Stu appeared at the Spa Theatre Bridlington last year in the Les Dawson Show, and has made a television series for Granada Television in which he appeared with Berni Flint, his present co-star in the Lena Zavaroni Show.
Dougie Squires Second Generation
The Second Generation is without doubt Europe’s premier song and dance team. They have appeared in four Royal Variety Shows at the famous London Palladium, as well as appearing at the Palladium itself too many times to mention.
The Second Generation must be one of the only dance groups who have appeared all over the Western world. They have appeared in the USA, in Canada, Berlin, Holland, France, Belgium, Italy, and have been in Hong Kong for two years.
They have had their own television shows at London Weekend Television and have been guests on many other commercial television series.
They have had their own television series for KRO Television in Holland, and were invited by the Dutch Television Company to appear in their 50 years anniversary show over there.
The Second Generation is the most sought after Group in Great Britain. They have appeared in all the top venues in Cabaret. So popular are they that they were asked to go to Antibes for just one Cabaret performance.
They have also been an incredible success in their own Pantomimes – “Cinderella”, “Aladdin”, “Mother Goose”, and “Dick Whittington” – when they played to a full house from start to finish.
They are asked to do numerous Fashion Shows, and many commercials and to top it all they were asked to appear in New York for ABC TV in “A Salute to Sir Lew Grade” which was shown all over the world.
One of the most sought after choreographers and directors in the world today, Dougie Squires’ first choreographic job was on the pop programme ‘Cool for Cats’, after which he created the original Young Generation.
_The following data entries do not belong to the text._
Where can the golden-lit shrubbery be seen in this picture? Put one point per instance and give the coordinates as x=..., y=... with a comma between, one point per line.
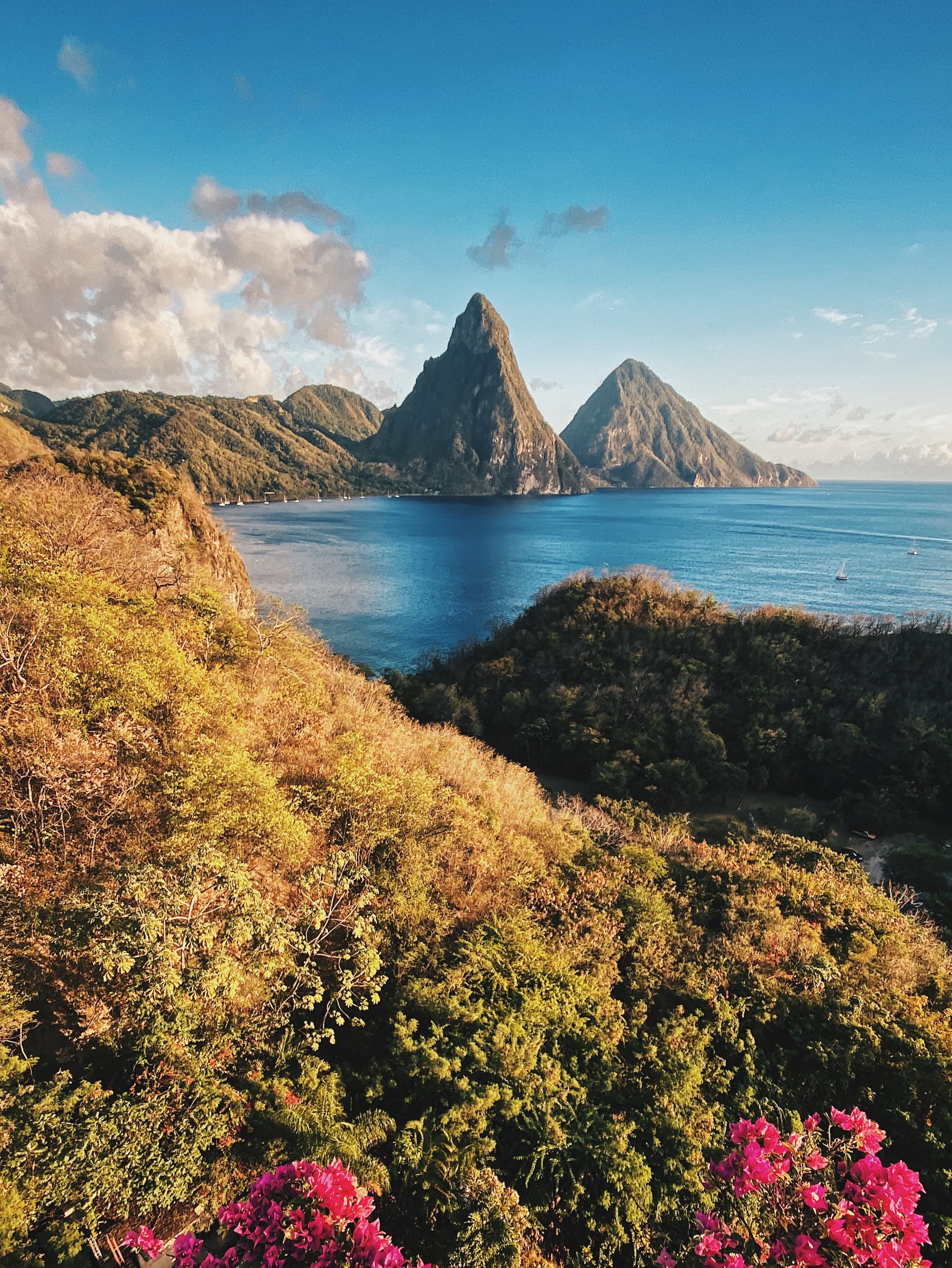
x=252, y=911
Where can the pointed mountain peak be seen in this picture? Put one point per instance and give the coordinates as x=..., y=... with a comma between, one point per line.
x=479, y=328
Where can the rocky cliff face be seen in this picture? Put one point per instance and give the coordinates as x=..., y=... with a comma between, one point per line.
x=637, y=432
x=471, y=425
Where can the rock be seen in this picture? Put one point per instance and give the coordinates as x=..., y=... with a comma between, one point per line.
x=471, y=425
x=637, y=432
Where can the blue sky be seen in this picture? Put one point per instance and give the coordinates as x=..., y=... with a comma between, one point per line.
x=766, y=193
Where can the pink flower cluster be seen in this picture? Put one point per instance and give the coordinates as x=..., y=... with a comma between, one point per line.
x=145, y=1241
x=298, y=1215
x=803, y=1200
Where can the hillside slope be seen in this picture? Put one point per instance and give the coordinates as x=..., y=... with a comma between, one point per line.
x=221, y=846
x=226, y=447
x=335, y=413
x=637, y=432
x=471, y=425
x=659, y=694
x=16, y=442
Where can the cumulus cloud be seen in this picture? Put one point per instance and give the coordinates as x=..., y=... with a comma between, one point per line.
x=108, y=300
x=63, y=167
x=834, y=316
x=573, y=220
x=296, y=205
x=213, y=202
x=77, y=61
x=496, y=250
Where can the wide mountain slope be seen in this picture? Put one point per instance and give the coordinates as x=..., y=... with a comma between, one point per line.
x=637, y=432
x=471, y=425
x=222, y=849
x=227, y=447
x=335, y=413
x=16, y=442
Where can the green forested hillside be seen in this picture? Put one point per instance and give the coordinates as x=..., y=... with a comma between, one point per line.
x=252, y=912
x=335, y=413
x=226, y=447
x=665, y=695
He then formed his own group the Dougie Squires Second Generation who are famous for their television appearances and stage shows all over the world. Dougie has won numerous awards for his television commercials and he won the Royal Television Society’s Award for the most outstanding Light Entertainment Work of the year in 1971.
He has staged and choreographed over 2,500 television shows, working with all the top names, such as Lulu, Vera Lynn, Bruce Forsythe, Shirley Bassey, Katrina Valenti, Leo Sayer, Lena Zavaroni, Cliff Richards, Mike Yarwood, Little and Large.
During the past two years he has produced three live revues in Hong Kong and two in Cannes. This June his show will be opening the new club – Galas in Salou, Spain.
Dougie’s choreography ranges from classical ballet to modern jazz, and as well as staging acts for many of the top celebrities, he has staged and choreographed groups for many fashion shows. One of his latest was at Studio 54 in New York.
He directed and choreographed numerous pantomimes and musicals such as ‘Guys and Dolls’, ‘irma La Douce’ and the nation wide tour of ‘Stop The World I Want To Get Off.
His latest pantomime was with Danny La Rue at the London Palladium. Dougie has choreographed five Royal Command Performances.